早熟な天才がそれなりの成功を収めた後にバルセロナの地を訪れ、200年以上前の天才の作品を目の当たりにして大いに刺激を受けたことは容易に想像できる。
幾多のバリエーションは、どうやったら過去の天才を超えられるか苦悩したのだろうか?
だとしたら、ピカソの「ラス・メニーナス」の右下部分、ちょうど小人のいるあたりのところがやたら白いままなのは、西洋絵画の伝統に則っていえば、未完成のまま、すなわち、本作に負けたことになってはいないだろうか?

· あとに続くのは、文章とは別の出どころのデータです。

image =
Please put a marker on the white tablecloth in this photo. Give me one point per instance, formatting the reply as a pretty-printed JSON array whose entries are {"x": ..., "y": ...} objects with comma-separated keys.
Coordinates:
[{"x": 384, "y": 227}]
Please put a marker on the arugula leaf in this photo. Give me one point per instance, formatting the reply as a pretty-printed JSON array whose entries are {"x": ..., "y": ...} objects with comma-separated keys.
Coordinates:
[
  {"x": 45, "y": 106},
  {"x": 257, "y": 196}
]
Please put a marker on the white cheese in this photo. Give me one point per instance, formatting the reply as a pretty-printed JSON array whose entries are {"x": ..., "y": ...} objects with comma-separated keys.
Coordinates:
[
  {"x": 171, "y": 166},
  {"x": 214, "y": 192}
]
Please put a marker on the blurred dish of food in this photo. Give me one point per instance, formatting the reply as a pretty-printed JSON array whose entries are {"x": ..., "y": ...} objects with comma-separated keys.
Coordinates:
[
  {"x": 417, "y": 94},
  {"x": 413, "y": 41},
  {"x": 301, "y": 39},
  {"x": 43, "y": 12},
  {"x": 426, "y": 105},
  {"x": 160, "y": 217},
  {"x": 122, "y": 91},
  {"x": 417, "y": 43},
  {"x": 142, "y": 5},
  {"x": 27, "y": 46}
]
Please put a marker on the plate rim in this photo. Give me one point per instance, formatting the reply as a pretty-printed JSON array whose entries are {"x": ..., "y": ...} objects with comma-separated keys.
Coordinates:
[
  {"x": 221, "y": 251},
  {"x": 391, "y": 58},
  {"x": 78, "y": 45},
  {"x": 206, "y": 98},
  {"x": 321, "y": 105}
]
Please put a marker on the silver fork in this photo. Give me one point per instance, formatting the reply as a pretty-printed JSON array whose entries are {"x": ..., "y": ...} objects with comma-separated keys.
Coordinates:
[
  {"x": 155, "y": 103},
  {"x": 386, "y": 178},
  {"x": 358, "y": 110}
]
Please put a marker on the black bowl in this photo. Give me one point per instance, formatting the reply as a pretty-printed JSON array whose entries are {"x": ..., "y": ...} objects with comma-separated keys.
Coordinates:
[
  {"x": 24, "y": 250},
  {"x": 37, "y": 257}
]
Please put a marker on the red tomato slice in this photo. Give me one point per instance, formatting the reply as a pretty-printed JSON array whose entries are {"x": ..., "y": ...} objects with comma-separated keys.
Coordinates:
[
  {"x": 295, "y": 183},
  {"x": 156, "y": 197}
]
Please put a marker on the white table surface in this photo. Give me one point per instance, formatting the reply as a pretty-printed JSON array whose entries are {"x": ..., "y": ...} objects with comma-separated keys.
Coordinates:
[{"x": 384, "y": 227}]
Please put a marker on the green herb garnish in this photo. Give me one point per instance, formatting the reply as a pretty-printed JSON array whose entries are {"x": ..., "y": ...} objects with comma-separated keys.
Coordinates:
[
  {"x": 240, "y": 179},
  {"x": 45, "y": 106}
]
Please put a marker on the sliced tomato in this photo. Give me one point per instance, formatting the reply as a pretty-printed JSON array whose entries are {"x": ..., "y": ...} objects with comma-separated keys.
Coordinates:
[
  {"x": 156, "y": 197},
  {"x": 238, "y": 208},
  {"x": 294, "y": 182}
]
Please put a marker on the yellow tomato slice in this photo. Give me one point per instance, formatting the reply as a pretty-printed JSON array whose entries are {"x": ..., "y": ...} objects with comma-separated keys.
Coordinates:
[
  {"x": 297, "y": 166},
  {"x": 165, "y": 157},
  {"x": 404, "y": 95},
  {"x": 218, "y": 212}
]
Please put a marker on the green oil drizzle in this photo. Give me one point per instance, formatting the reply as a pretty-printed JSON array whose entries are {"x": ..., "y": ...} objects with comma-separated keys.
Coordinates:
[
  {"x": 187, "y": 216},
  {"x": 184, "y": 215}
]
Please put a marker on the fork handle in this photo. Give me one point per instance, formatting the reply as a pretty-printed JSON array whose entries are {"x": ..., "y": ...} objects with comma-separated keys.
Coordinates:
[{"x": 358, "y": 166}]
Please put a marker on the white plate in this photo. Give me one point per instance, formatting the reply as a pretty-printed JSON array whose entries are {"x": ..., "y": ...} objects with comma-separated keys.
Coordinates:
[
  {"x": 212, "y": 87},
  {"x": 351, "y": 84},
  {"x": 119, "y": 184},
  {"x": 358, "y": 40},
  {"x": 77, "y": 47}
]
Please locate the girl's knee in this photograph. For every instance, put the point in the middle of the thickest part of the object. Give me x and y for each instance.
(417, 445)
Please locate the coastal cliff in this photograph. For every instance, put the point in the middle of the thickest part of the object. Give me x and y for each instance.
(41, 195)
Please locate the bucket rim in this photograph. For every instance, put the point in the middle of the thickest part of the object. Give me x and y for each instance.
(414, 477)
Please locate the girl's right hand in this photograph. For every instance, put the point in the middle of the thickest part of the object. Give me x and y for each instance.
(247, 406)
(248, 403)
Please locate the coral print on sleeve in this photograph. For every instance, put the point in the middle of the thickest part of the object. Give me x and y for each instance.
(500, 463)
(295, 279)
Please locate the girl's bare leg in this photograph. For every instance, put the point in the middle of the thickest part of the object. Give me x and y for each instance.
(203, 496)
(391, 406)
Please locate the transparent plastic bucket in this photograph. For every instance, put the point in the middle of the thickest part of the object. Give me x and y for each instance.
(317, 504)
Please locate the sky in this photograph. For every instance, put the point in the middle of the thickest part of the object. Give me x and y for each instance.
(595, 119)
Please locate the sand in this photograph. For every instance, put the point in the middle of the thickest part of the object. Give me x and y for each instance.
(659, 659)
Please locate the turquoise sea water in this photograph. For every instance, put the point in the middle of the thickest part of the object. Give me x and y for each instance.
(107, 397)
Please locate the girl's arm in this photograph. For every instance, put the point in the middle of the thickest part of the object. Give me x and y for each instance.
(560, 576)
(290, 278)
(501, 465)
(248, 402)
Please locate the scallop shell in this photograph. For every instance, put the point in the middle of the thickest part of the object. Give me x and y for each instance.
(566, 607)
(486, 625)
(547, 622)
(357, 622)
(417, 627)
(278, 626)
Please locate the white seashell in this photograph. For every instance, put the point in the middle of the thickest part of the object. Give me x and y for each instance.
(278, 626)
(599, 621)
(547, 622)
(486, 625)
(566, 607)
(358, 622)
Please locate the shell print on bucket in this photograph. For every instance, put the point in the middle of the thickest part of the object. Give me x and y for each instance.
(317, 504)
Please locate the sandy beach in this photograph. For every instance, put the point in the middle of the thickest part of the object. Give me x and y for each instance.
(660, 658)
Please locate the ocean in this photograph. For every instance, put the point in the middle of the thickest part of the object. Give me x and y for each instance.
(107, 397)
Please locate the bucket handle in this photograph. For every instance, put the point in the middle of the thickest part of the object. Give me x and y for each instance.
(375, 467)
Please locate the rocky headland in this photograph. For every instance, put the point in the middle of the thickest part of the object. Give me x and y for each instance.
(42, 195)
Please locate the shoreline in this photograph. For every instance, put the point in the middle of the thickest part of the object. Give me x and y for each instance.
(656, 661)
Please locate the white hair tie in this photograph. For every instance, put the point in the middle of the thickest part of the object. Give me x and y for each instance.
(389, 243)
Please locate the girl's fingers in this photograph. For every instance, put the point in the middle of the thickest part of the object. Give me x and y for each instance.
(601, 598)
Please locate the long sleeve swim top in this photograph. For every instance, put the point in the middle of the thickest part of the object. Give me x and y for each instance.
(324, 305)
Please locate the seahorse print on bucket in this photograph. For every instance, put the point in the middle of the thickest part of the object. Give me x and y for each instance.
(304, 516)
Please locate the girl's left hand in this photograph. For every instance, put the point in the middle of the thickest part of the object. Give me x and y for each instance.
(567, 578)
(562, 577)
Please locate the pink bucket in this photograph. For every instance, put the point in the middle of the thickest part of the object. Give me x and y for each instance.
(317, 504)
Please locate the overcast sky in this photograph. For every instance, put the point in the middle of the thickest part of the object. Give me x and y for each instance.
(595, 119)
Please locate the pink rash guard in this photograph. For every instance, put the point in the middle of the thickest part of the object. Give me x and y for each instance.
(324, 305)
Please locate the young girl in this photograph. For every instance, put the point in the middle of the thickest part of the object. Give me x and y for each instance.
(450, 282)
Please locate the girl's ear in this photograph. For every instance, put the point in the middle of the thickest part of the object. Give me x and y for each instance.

私はサイエンスもアートと通じるところが多々あると思っているので、こういうときにも、ついついアナロジーを探してしまう。
サイエンティストにとっての作品は「論文」というカタチを取ることが多いが、一つの結論に至るまでには、多数の実験を行なって試行錯誤を繰り返す。
違うのは、ピカソの描いたものは習作でも美術館に収められ、コレクターなら垂涎の的になるが、我々の世界ではあくまで「再現性」という名のもとに凝縮されてしまうことだろう。
(ノーベル賞でも取れば、後に実験ノートが記念館に陳列されることはあるかもしれないww)

アートはやっぱり実際に見てみないとわからないことがいっぱいあることを改めて実感した。
それも、なるべくなら、その作品が描かれた地で、あるいはその作品を大事に収蔵している美術館で。
足を運ぶ価値は絶対にある。

【追記】そういえば、2年前、ボストン美術館で見たベラスケスは何だったのかが急に気になって、それをネットで調べるのに、かなり苦労したのだが、ようやくわかった。
(そもそも現地ではネット環境が悪かったし、時間も無かったのだが、日本に戻ってから調べてもボストン美術館のウェブサイトのスペイン絵画コーナーが充実していなかったため)
白い衣装の女性はマルガリータ王女の姉のマリア・テレジア(マリー・アントワネットの母ではない、約1世紀前の方)で、男の子の方はマルガリータの兄のバルタサール・カルロスが矮人を連れているものだった。
あー、すっきりした!

ちなみに、プラド美術館はゴヤも良かったけど、すべて撮影禁止。